Summarizing the key takeaways so far, Tsankov said it’s clear that AI models “have been predominantly optimized for capabilities rather than compliance.” It also noted “notable performance gaps,” noting that some high-capacity models may be on par with weaker models when it comes to compliance.
Resilience to cyber attacks (at the model level) and fairness are areas of particular concern, according to Tsankov, with many models scoring below 50% in the first area.
“While Anthropic and OpenAI have successfully aligned their (closed) models to resist jailbreaks and rapid injections, open source vendors like Mistral have placed less emphasis on this,” he said.
And given that “most models” perform equally poorly on fairness benchmarks, he suggested this should be a priority for future work.

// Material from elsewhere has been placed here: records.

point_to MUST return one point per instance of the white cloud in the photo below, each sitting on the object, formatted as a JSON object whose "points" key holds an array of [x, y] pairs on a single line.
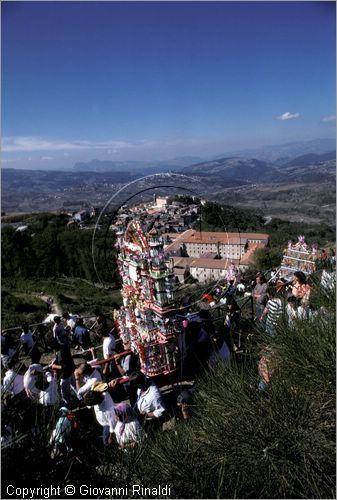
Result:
{"points": [[330, 118], [288, 116]]}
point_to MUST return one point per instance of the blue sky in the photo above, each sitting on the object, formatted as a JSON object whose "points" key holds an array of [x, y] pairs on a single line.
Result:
{"points": [[157, 80]]}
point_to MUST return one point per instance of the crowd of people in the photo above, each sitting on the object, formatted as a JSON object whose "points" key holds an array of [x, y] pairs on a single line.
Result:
{"points": [[92, 368]]}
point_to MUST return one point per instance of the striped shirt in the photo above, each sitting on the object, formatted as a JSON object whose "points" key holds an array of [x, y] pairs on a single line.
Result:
{"points": [[274, 307]]}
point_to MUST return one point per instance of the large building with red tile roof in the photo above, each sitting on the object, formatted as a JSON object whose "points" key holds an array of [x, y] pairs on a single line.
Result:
{"points": [[234, 249]]}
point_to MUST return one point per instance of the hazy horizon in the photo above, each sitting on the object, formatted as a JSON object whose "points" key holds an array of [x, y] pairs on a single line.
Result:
{"points": [[153, 81]]}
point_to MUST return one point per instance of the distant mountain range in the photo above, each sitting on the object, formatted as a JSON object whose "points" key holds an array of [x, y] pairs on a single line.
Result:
{"points": [[281, 153], [238, 170], [139, 167], [246, 166]]}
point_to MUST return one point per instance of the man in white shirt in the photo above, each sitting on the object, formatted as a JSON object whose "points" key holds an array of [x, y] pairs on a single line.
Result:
{"points": [[109, 346], [29, 344], [104, 409], [12, 382], [149, 400], [85, 377], [59, 332], [41, 386]]}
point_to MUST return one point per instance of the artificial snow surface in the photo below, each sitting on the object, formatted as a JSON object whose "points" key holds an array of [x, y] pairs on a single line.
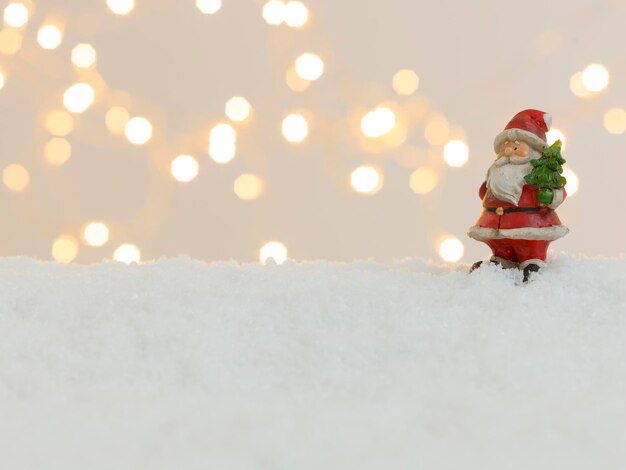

Regarding the challenges of comparing LLM performance in areas such as copyright and privacy, Tsankov explained: “In the case of copyright, the challenge is that current benchmarks only check books protected by copyright. This approach has two main limitations: (i) it does not take into account potential copyright violations involving materials other than these specific books, and (ii) it relies on quantifying model memorization, which is notoriously difficult.
“On privacy, the challenge is similar: the benchmark only attempts to determine whether the model has memorized specific personal information.”
LatticeFlow wants the broader AI research community to adopt and improve the free and open source framework.
“We invite AI researchers, developers and regulators to join us to advance this evolving project,” Professor Martin Vechev of ETH Zurich and founder and scientific director of INSAIT, who is also involved in the work, said in a statement. “We encourage other research groups and practitioners to contribute by refining AI Law mapping, adding new benchmarks, and expanding this open source framework.
“The methodology can also be extended to assess AI models against future regulatory acts beyond the EU AI Law, making it a valuable tool for organizations working in different jurisdictions.”